Looking for some guidance on two topology questions:

(a) Show that a locally connected space with a countable basis, has at most countably many connected components.

(b) Give an example when X has countable basis but it has uncountable many connected components.

Mainly stuck on (b). I think I understand why this is the case for (a) along the lines that for $d$ in a set $D$ (with a countable basis), given $C_{d}$ a connected component for $d$, the intersection between the set of such countable components, $C$, and $D$ is non-empty i.e. $C \cap D \neq \emptyset$, but this means that, by the countability of $D$'s basis, we cannot have uncountably many connected components (elements in the intersection). For (b) I've been casting about and have seen some references in texts to sets $B_{\rho,\theta}$ which have uncountably many connected components but countably many components that are copies of the Mandelbrot set...but suspect this may be over-complicating.

• Every subspace of a space with a countable basis is also second countable. $\mathbb{R}$ for example has a countable basis. Can you find a subspace of $\mathbb{R}$ with uncountably many connected components? – Daniel Fischer May 27 '14 at 12:18
• Would the Cantor set suffice - each point consists of a single point that is connected (it is totally disconnected because its connected components are single points, but each such point remains a connected component) but there are uncountably many of them? – PistolsAtDawn May 27 '14 at 13:10
• It would suffice.
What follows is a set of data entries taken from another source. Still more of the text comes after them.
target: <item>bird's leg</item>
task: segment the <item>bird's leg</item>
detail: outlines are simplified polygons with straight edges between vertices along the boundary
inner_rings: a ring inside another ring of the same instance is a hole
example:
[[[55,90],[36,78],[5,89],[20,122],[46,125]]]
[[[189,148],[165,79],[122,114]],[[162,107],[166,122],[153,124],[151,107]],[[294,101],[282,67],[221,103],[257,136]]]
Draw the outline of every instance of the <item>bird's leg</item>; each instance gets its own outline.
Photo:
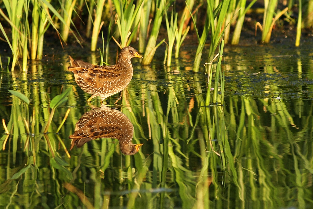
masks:
[[[91,101],[91,100],[93,98],[95,97],[96,96],[97,96],[96,95],[94,95],[93,94],[92,95],[91,95],[91,96],[90,97],[90,98],[87,100],[87,102],[90,102]]]

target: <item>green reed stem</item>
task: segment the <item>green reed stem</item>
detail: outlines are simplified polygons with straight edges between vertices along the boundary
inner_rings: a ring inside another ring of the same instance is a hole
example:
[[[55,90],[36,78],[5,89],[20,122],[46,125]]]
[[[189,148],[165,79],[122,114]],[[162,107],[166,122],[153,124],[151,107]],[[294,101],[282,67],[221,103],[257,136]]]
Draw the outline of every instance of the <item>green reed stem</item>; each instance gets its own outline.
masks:
[[[254,4],[257,0],[253,0],[249,4],[248,6],[246,8],[246,0],[241,0],[240,2],[240,10],[239,11],[239,16],[237,21],[235,30],[234,31],[233,35],[233,39],[232,39],[232,44],[233,45],[237,44],[239,43],[239,39],[240,39],[240,34],[242,29],[242,26],[244,24],[244,17],[246,13],[248,10]]]
[[[85,3],[87,7],[87,11],[89,15],[88,16],[88,20],[87,20],[87,26],[86,29],[86,37],[87,38],[90,38],[91,35],[91,26],[94,24],[94,22],[92,20],[92,14],[93,13],[94,7],[95,7],[95,1],[90,1],[89,3],[89,6],[88,6],[88,3],[87,0],[85,0]]]
[[[299,12],[298,16],[298,23],[297,24],[297,36],[295,38],[296,46],[299,46],[300,45],[300,39],[301,37],[301,27],[302,23],[302,0],[299,0],[298,7],[299,8]]]
[[[173,10],[174,10],[173,8]],[[174,46],[174,41],[178,29],[177,28],[177,16],[178,14],[175,13],[175,18],[173,18],[174,12],[172,11],[171,16],[171,22],[168,22],[168,18],[167,14],[165,14],[165,21],[166,23],[166,28],[167,31],[167,36],[168,37],[168,48],[167,53],[167,60],[166,66],[168,67],[171,66],[172,59],[172,53],[173,51],[173,47]]]
[[[140,12],[140,29],[139,31],[139,43],[138,51],[140,53],[145,51],[147,42],[147,34],[148,33],[150,26],[149,17],[151,9],[152,1],[144,0],[141,4],[141,11]]]
[[[61,35],[64,41],[66,42],[69,37],[70,26],[72,18],[72,14],[74,7],[76,3],[76,0],[66,0],[65,1],[64,6],[63,18],[64,23],[62,24]]]
[[[98,35],[100,32],[100,26],[101,23],[102,12],[104,6],[105,2],[105,0],[99,0],[97,4],[95,18],[95,19],[94,28],[92,30],[92,34],[91,35],[91,44],[90,46],[90,50],[91,51],[95,51],[97,48]]]
[[[189,8],[192,9],[194,4],[194,0],[187,0],[186,2],[186,6],[182,12],[179,20],[179,27],[175,36],[176,44],[175,45],[175,58],[178,58],[179,55],[179,49],[189,31],[190,26],[187,26],[190,18]]]
[[[155,47],[156,44],[156,39],[159,35],[161,24],[162,23],[162,17],[172,1],[172,0],[170,0],[170,2],[167,5],[166,4],[166,0],[159,0],[156,1],[156,8],[157,8],[156,10],[156,12],[153,21],[153,27],[145,52],[143,58],[141,61],[141,63],[142,65],[149,65],[152,61],[152,59],[154,56],[156,50]],[[162,41],[160,43],[162,42]],[[159,44],[158,45],[159,45]]]
[[[32,60],[36,59],[37,49],[38,45],[39,29],[39,7],[37,3],[34,1],[33,2],[33,7],[32,14],[32,44],[31,49],[31,58]]]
But $\mathbb{R}\setminus\mathbb{Q}$ is an even simpler example. – Daniel Fischer May 27 '14 at 13:12
• Ok thanks for your suggestions – PistolsAtDawn May 27 '14 at 13:16

As to (1), let $D$ be a countable dense subset of $X$. In a locally connected space $X$, all components $C_x$ of a point $x \in X$ are open sets, and different components are disjoint.
Every distinct component contains a point of $D$ (as components are open and $D$ is dense), and this defines an injective function from the set of all different components into $D$, so the set of components is at most countable.